If the load balancing configuration works, we can then apply it to the production bridge. (Or change DNS so as to swap production and staging.)
We talked about scaling the snowflake bridge and load balancing ideas at the 2022-01-06 team meeting.
Meeting notes
- Scaling Snowflake bridge
- Already increased from 4 to 8 CPUs
- We should profile snowflake-server to reduce its CPU use
- But dcf feels that the bottleneck is not the snowflake-server process (which is multithreaded and can use multiple CPU cores), but the tor process (which can only use 1 CPU core and is already constantly at 100%).

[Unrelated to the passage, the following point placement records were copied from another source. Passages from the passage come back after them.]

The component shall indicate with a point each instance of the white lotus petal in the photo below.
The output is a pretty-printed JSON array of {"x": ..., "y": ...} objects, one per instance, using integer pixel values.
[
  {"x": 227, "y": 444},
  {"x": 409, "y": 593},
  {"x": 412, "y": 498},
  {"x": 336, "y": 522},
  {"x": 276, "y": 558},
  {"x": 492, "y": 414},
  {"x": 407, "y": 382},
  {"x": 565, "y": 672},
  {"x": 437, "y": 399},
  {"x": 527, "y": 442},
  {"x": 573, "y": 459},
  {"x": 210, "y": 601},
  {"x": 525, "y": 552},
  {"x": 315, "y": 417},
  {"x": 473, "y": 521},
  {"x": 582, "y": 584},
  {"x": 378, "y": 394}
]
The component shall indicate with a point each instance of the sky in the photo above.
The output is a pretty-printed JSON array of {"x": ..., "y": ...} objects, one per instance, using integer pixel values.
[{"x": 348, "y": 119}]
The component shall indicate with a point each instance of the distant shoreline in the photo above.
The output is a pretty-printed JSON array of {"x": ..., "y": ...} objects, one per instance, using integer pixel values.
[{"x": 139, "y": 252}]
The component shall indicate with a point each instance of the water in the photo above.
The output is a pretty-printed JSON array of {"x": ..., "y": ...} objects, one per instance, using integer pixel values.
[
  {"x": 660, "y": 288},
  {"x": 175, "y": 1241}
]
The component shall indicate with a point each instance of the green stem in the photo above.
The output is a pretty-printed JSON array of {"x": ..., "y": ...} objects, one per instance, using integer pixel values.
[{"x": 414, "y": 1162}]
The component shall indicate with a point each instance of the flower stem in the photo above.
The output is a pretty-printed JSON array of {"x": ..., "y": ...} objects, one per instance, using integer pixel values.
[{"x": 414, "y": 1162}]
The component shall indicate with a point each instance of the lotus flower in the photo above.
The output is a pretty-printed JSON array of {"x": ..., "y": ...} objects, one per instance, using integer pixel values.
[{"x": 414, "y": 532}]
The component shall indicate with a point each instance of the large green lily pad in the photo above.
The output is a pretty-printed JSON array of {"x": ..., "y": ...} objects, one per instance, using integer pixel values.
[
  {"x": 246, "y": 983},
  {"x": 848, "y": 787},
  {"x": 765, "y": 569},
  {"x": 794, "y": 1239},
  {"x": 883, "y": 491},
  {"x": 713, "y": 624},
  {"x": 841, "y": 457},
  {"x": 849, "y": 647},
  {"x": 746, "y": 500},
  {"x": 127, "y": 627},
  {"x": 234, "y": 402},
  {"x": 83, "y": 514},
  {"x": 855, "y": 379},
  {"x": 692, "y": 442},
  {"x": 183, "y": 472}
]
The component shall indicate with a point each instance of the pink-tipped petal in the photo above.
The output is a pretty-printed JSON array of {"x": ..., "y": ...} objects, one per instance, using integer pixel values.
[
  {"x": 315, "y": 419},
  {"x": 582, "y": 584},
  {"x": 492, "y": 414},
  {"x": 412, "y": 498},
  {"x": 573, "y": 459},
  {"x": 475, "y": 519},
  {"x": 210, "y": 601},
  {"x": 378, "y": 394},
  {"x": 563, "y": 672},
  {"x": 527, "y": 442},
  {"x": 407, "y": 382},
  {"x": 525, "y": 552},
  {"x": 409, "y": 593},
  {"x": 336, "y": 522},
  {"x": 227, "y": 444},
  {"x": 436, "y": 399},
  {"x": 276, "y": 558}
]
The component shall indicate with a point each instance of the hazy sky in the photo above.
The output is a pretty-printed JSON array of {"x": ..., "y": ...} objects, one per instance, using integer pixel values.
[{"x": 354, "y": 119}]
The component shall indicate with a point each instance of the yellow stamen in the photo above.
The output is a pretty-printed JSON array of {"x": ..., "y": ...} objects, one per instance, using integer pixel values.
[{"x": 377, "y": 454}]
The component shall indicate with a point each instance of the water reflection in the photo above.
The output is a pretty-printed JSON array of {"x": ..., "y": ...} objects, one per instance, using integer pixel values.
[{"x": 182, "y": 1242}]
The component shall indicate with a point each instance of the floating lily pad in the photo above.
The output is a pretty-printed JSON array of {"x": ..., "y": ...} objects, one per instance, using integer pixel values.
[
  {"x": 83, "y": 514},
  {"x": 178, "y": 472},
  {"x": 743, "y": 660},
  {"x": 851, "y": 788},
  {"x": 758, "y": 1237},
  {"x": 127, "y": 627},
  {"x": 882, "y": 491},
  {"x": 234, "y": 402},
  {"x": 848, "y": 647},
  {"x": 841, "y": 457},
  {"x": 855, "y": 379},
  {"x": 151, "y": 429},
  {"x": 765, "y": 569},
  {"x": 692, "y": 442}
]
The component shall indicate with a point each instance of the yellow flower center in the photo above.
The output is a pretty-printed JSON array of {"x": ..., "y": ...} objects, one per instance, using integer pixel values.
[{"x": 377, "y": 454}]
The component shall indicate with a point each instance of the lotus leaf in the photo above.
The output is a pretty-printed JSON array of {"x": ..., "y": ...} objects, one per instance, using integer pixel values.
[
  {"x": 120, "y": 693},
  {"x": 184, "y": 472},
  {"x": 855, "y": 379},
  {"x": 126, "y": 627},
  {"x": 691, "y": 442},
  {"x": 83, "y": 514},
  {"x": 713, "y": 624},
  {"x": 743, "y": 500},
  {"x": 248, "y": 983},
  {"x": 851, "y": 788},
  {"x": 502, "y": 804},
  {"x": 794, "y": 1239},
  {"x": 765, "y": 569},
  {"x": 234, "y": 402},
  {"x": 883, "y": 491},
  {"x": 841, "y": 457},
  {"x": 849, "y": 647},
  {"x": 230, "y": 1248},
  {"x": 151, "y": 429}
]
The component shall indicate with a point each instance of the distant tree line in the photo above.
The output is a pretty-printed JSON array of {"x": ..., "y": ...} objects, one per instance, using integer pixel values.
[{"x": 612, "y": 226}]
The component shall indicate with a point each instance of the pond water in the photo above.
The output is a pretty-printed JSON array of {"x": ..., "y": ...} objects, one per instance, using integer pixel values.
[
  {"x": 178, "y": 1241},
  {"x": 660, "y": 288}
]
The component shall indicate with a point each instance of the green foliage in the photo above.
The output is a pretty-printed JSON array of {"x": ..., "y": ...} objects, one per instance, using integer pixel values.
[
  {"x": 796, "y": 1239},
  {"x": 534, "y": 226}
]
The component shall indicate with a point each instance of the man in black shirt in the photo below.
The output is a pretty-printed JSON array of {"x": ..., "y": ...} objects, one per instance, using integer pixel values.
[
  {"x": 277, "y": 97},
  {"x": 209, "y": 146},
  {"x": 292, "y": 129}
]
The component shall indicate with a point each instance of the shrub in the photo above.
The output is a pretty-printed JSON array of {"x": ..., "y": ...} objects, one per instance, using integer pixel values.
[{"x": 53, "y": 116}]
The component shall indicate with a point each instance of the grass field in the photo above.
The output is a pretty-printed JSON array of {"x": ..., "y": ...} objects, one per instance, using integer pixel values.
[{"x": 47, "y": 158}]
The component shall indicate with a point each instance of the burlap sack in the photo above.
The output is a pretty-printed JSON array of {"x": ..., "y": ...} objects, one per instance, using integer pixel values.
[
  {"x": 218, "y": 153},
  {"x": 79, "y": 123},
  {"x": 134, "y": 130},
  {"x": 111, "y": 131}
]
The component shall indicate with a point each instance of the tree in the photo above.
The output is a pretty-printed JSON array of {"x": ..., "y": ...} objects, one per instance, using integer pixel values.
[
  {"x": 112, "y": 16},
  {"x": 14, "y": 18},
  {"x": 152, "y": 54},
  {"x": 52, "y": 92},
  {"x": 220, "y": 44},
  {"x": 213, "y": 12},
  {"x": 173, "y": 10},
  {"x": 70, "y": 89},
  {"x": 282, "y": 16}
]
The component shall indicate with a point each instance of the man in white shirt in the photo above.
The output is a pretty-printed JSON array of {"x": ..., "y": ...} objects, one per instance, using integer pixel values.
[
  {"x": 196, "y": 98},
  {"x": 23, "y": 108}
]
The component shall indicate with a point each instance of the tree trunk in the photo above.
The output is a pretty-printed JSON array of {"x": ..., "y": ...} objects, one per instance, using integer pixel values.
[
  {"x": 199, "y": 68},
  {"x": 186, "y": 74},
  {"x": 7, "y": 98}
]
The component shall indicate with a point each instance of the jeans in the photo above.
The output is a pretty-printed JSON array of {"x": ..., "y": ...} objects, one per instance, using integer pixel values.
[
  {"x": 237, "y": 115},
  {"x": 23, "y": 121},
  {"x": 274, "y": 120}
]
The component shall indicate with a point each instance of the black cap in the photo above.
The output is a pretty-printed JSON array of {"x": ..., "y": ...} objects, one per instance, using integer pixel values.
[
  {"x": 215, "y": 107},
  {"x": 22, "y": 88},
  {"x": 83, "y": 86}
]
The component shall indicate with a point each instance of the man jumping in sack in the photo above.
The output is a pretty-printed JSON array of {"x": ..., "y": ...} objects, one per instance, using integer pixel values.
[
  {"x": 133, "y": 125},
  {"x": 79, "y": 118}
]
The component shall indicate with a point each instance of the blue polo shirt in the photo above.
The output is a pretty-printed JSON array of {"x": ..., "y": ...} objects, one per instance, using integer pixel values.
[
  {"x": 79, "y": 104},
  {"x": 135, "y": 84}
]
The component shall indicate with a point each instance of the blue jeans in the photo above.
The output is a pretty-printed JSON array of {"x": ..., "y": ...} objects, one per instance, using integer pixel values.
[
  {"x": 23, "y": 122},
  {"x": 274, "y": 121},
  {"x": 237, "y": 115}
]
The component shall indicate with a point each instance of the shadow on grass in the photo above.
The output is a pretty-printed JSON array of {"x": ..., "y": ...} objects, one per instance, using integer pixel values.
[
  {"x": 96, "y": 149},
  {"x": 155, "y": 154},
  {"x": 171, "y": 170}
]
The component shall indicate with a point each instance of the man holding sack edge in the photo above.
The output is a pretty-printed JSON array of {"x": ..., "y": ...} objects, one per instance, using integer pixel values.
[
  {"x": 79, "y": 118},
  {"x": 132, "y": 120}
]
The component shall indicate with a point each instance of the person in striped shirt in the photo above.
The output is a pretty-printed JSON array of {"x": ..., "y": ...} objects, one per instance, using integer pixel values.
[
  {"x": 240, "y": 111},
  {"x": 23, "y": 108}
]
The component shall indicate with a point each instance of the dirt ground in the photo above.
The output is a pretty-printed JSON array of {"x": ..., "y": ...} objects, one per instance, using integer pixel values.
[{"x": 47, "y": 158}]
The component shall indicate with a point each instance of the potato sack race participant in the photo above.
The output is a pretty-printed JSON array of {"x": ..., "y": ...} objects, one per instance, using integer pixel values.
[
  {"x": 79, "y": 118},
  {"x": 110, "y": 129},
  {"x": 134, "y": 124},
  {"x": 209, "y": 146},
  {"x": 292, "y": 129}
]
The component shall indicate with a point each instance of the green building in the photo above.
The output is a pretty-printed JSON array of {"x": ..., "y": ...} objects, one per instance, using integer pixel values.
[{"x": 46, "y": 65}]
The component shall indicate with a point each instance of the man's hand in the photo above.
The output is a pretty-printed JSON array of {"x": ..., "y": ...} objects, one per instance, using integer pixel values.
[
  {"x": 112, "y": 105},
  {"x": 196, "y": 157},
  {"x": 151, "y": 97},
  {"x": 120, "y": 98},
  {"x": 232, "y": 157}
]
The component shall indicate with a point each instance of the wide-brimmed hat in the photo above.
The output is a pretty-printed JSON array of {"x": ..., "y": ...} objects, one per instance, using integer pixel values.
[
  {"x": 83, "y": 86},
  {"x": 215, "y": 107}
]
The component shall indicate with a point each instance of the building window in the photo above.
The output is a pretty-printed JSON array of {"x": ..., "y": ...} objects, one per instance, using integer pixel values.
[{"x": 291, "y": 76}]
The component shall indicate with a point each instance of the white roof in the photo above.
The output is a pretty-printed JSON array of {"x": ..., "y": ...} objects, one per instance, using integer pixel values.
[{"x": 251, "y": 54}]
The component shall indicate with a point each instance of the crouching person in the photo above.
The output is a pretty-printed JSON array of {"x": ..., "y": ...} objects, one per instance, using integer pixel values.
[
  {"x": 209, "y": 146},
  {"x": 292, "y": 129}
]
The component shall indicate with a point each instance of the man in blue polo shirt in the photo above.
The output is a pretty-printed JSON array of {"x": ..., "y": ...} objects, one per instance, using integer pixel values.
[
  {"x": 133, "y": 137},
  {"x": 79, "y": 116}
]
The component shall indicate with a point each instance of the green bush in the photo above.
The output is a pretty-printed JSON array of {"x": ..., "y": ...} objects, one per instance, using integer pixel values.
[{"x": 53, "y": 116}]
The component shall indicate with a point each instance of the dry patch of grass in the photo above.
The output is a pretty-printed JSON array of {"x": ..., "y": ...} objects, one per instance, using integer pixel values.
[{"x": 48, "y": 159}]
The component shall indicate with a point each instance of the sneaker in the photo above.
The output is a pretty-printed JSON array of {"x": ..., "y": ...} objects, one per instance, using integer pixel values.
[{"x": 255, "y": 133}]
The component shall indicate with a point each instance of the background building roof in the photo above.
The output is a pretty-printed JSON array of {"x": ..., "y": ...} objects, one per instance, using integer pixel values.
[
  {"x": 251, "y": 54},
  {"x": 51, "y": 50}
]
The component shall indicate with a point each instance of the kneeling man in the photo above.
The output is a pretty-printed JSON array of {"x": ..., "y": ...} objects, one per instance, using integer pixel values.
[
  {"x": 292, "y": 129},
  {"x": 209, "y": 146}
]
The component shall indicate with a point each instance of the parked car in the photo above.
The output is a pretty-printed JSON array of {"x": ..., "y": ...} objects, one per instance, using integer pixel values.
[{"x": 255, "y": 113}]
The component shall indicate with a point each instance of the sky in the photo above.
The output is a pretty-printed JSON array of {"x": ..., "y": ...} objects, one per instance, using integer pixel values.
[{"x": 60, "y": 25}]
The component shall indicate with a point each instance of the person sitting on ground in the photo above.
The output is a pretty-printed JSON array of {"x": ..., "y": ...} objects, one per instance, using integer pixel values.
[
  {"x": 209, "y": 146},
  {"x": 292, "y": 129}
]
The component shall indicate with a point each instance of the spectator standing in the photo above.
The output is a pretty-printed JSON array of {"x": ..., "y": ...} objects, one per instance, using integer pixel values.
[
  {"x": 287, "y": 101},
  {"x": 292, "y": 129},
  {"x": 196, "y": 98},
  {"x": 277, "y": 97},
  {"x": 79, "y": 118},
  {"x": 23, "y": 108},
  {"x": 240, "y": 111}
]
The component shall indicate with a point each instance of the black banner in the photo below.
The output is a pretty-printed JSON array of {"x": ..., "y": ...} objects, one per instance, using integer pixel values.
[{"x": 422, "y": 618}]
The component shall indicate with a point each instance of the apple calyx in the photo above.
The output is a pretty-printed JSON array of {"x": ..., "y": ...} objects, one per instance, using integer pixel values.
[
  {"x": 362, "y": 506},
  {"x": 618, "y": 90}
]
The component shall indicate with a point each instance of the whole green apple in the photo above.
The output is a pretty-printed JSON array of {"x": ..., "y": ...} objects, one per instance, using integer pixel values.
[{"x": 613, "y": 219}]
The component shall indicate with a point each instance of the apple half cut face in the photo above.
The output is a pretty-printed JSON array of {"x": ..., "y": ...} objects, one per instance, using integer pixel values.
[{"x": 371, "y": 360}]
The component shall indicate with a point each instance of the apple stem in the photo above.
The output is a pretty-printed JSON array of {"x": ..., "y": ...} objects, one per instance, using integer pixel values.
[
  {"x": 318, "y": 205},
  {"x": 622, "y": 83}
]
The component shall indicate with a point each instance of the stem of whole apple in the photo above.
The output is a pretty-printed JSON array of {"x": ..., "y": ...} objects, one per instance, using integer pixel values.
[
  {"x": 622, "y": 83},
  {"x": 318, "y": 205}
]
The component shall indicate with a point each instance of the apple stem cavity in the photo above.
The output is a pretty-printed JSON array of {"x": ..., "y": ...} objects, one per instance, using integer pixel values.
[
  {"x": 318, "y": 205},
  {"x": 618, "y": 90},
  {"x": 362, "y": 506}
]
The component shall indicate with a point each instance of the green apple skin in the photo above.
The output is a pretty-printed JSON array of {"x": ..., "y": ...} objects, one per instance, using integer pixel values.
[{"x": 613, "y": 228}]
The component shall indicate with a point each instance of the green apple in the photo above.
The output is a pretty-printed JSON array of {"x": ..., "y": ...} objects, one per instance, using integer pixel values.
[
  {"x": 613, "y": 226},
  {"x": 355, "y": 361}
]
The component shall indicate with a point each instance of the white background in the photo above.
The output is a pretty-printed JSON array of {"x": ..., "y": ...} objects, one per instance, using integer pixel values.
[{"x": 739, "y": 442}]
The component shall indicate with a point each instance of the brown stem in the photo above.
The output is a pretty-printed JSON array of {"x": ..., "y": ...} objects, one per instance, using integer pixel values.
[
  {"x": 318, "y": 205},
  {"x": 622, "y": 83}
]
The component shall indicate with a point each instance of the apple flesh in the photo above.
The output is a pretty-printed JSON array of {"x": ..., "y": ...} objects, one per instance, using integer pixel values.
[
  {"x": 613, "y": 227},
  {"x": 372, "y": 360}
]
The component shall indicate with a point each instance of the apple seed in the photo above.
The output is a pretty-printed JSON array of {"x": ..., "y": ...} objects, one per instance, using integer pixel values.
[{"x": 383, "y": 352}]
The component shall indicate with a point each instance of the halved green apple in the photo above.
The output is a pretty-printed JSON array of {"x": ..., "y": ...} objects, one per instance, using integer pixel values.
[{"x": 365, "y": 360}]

See https://lists.torproject.org/pipermail/tor-relays/2021-December/020156.html
- It turns out that it is possible to run multiple instances of tor with the same identity keys (hence the same fingerprint), either on the same host or on different hosts: https://lists.torproject.org/pipermail/tor-relays/2021-December/020157.html. Multiple instances of tor is a way of scaling tor beyond 1 CPU core, with snowflake-server distributing traffic over the available instances: https://lists.torproject.org/pipermail/tor-relays/2021-December/020182.html
- With another shim (similar to moat-shim) you can keep ExtORPort metrics reporting in the load-balanced configuration:
- https://gitlab.torproject.org/dcf/extor-static-cookie
- https://lists.torproject.org/pipermail/tor-relays/2022-January/020183.html
- Though I'm not sure, if Metrics gets multiple descriptors per day with the same fingerprint, whether it will sum all of them, or only keep one of them
- dcf has a bridge running now (with obfs4proxy, not snowflake-server) with this extor-static-cookie + load balancing configuration
- https://metrics.torproject.org/rs.html#details/07B9C6D7BE9685E83FA8C7A4FEB34CAD6CB77503
- Though I have not tested Roger's caveat about DEFAULT_ONION_KEY_LIFETIME_DAYS yet https://lists.torproject.org/pipermail/tor-relays/2022-January/020196.html
- We could apply this same thing to the snowflake bridge. But it is kind of a big configuration change: we need to stop snowflake-server being managed by tor, and instead run it independently (i.e., using runit or systemd) and have it talk to the tor instances' static ExtORPorts through a load balancer. It would be best to do this on a staging server separate from production first.
- we tentatively plan to do this next tuesday, 2022-01-11. dcf will be in touch and have a host ready for installation.
- Once the tor bottleneck is removed, though, we are not too far from the next likely bottleneck, which is total CPU of the host, shared between tor and snowflake-server. It might be time to think about migrating to different hosting for the snowflake bridge. Or we can experiment with running snowflake-server on one host, and N instances of tor on another (preferably nearby) host.